The Commission opened an operational compliance case into the charity in February 2012 following a complaint from a member of the public that trustees were personally benefitting from the charity’s funds. When two requests for a meeting with the charity were denied the Commission opened a statutory inquiry in October 2012.
In engaging with the charity, the Commission discovered that a loft conversion at a property owned by two of the trustees had been paid for from the charity’s funds, and that a property owned by the charity was sold to a trustee.
The inquiry investigated concerns over the sale of the property, concluding that it was made privately and the charity was not legally involved; however profits from the sale were donated to the charity and gift aid was claimed on this.
The inquiry advised the trustees to consider obtaining independent professional advice as to whether gift aid was properly claimed, which they did.
The trustees stated that they “are willing to repay the gift aid, on condition it is found to be the legal requirement".
The Commission inquiry also investigated further payments including £95,000 to a private trading company registered under the charity’s name, which was found to have been made in error, and payments totalling £72,000 to two trustees who were married.
The charity said that the trustee payments were for expenses incurred in the running of the charity from their private residential property. The inquiry ruled that these payments did not comply with charity law and this figure, plus £28,000 for the converted loft, should be repaid to the charity. These repayments were made in November 2013.
The Charity Commission also ruled that there were issues with conflicts of interest, however trustees responded stating: “How can there be conflicts of interest when the trustees are giving in more than they are taking out?”
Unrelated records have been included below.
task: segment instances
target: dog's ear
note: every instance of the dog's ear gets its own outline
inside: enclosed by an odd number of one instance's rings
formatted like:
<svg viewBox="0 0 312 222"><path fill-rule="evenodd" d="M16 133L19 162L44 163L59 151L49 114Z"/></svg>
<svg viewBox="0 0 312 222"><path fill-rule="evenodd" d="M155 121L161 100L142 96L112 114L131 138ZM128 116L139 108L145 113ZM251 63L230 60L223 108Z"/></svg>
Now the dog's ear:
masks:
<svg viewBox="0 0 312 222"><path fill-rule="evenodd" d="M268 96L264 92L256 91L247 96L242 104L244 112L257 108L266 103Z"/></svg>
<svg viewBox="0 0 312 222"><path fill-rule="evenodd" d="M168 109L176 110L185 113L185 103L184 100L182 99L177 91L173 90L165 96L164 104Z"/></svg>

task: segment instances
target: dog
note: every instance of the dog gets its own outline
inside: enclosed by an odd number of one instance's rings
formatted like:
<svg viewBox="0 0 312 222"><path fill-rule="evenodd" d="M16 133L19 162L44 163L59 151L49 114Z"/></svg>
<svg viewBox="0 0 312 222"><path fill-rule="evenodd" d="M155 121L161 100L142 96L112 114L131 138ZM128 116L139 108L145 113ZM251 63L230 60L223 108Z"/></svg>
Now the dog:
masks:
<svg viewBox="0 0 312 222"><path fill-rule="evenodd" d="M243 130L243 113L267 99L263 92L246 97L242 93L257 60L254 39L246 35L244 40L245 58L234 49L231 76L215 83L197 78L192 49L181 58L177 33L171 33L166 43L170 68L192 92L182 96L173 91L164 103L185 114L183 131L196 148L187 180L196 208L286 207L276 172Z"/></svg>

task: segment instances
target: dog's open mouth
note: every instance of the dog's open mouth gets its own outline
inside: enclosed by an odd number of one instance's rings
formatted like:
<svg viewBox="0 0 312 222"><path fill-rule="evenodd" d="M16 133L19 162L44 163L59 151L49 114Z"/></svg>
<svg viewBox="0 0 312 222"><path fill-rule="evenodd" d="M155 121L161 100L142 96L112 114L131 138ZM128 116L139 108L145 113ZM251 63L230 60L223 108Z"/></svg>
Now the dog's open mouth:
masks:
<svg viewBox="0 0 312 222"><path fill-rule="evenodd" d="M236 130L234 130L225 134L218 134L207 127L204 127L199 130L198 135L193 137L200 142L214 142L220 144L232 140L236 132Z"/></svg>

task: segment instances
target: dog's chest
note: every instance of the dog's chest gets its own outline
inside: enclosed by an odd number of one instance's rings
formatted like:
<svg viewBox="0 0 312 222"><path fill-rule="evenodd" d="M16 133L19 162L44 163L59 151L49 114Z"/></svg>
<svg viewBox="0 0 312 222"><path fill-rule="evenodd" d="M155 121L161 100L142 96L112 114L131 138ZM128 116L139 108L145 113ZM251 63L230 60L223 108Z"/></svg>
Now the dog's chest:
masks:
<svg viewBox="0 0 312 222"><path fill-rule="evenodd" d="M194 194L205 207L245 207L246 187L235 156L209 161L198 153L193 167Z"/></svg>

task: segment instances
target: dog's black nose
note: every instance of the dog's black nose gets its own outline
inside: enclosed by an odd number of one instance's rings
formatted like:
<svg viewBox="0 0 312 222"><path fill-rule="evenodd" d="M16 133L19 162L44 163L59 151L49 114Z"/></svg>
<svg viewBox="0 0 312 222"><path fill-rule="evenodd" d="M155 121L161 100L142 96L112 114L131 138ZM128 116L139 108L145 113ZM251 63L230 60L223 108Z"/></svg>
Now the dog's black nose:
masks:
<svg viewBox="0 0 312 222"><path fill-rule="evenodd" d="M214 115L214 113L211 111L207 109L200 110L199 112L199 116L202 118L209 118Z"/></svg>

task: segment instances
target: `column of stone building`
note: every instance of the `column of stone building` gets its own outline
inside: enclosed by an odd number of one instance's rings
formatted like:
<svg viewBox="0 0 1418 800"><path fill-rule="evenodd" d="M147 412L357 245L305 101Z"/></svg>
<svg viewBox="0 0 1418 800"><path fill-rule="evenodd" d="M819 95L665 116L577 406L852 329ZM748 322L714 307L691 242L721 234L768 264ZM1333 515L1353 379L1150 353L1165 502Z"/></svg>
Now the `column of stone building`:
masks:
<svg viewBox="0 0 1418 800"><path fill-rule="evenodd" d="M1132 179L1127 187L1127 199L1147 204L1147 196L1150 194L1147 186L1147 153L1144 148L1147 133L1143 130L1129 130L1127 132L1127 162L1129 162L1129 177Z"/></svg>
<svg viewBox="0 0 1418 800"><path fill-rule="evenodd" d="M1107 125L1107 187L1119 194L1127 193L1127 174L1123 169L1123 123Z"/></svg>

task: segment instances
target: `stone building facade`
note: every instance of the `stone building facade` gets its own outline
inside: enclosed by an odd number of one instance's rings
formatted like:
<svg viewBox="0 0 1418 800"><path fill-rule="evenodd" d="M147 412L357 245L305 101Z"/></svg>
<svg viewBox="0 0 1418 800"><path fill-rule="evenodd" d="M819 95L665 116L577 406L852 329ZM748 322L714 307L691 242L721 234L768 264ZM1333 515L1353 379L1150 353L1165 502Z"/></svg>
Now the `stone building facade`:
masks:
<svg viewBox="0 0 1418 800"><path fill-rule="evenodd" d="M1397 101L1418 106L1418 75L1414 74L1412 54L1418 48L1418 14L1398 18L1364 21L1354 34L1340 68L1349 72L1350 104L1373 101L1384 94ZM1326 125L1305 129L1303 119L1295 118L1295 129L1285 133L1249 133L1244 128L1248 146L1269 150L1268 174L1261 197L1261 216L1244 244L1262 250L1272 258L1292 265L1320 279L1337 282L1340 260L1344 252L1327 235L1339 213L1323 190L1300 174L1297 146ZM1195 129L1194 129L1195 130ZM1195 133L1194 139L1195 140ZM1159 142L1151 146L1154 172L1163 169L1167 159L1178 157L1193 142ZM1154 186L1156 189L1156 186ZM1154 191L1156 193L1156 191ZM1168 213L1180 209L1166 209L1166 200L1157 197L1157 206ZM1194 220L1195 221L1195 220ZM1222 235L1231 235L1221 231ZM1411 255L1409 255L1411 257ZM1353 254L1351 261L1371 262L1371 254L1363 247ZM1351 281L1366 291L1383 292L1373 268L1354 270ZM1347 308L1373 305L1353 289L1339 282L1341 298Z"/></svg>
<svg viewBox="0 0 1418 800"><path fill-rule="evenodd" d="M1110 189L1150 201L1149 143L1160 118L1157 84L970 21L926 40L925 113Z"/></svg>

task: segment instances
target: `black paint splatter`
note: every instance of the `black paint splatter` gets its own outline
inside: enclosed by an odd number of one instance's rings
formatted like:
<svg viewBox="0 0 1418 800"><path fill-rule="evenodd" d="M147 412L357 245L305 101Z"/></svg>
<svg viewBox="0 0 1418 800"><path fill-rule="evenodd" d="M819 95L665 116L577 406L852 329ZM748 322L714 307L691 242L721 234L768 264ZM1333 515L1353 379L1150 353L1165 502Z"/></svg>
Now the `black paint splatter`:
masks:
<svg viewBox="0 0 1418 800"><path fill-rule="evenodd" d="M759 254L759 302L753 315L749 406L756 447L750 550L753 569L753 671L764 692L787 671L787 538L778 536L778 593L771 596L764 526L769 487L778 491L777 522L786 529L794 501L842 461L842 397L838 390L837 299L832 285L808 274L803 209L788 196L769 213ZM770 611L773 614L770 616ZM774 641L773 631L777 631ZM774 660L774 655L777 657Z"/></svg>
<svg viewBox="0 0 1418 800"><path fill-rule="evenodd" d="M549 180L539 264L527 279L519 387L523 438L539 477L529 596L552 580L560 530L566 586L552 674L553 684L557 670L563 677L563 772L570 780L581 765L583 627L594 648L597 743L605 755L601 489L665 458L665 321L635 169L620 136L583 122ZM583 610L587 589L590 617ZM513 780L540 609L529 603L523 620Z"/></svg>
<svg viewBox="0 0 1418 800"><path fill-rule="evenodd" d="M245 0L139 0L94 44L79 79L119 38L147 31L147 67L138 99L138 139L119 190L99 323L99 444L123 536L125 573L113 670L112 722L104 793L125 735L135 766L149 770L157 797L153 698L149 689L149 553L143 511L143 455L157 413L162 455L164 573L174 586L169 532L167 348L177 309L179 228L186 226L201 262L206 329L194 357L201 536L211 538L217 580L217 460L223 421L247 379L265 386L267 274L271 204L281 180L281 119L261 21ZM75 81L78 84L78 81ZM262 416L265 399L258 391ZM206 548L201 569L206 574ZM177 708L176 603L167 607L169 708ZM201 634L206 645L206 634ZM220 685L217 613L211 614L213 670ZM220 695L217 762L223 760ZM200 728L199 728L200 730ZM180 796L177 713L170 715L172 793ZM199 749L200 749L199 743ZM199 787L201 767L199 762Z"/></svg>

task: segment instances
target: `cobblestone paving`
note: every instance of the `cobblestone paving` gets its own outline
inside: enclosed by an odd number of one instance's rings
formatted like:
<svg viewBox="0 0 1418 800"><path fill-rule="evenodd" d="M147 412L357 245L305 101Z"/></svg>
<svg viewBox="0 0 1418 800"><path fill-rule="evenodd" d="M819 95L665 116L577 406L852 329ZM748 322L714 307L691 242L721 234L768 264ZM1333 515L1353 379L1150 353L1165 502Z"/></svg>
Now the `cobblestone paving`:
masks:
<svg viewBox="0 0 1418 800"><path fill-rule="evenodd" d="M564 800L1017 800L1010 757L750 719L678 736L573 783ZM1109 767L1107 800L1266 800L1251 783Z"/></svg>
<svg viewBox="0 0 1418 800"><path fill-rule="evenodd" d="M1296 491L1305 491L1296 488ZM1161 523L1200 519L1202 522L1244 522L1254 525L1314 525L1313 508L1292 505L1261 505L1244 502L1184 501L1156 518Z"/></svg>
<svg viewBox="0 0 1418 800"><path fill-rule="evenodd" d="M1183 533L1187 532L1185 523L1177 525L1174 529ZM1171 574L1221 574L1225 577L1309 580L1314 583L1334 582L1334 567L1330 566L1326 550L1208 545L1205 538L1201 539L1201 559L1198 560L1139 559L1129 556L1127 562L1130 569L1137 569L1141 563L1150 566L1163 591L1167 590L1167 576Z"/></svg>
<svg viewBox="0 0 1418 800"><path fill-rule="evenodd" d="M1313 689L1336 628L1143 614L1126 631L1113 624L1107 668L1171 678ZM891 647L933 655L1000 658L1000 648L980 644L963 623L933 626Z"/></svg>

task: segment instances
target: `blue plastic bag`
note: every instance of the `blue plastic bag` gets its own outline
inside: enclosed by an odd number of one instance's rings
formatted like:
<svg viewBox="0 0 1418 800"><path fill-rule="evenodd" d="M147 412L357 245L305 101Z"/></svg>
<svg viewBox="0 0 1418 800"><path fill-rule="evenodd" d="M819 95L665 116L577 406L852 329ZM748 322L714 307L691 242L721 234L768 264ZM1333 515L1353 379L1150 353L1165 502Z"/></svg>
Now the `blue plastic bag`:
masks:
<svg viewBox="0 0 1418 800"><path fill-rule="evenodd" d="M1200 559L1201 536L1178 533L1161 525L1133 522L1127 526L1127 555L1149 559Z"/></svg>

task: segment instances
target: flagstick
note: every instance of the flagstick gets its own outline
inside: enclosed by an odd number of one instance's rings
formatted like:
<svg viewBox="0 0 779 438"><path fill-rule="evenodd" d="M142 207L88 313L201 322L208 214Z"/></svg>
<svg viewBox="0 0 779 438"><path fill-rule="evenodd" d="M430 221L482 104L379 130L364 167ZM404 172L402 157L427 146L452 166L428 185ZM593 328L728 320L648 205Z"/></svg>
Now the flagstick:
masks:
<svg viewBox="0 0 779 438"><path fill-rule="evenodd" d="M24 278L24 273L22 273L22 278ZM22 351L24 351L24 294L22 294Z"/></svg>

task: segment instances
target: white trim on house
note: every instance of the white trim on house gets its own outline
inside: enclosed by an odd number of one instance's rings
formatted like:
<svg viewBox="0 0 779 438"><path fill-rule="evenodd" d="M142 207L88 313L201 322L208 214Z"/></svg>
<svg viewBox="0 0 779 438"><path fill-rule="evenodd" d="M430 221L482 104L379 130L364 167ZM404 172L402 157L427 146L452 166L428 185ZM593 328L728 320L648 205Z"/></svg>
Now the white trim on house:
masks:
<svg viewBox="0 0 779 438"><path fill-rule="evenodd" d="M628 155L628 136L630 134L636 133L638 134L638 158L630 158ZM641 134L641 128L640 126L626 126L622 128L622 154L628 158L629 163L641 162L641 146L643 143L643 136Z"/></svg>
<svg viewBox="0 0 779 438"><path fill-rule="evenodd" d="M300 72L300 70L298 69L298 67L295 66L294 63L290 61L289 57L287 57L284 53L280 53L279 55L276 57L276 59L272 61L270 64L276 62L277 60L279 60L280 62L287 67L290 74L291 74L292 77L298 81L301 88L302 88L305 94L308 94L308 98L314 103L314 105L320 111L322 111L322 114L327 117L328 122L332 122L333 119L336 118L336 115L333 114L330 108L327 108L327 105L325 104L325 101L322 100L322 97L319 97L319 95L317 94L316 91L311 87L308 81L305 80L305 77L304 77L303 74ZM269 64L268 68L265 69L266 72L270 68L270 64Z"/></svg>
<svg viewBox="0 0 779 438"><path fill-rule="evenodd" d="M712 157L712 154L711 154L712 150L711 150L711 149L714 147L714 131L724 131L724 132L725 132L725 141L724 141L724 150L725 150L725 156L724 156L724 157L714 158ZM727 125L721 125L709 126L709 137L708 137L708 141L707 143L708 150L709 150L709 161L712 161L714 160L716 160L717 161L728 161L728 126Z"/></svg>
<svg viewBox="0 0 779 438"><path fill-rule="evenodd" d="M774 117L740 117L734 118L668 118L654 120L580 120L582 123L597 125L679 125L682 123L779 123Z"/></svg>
Following the closure of the inquiry, the Commission is satisfied that charitable funds are being used for charitable purposes, but the charity has been placed in monitoring so the Commission can “continue to check progress and compliance by the trustees”.
Commission opens operational compliance cases
This week the Charity commission also opened an operational compliance case report into Bethel United Church of Jesus Christ Apostolic UK following the sentencing of a bishop to two years in prison for fraud by false representation and theft of £190,000. This theft was reported by the charity to the Commission, however following further engagement with the charity it identified further governance issues.
The Commission has also opened a second statutory inquiry this week into Ethiopian Orthodox Tewahdo Church; St Mary of Debre Tsion, after closing the first inquiry into the charity in May following an appeal by the charity to the Charity Tribunal.
It was opened again in October to investigate concerns arising from a “long-running disagreement over the trusteeship and management of the charity”. The charity has also persistently failed to submit annual accounts and annual returns to the Commission on time.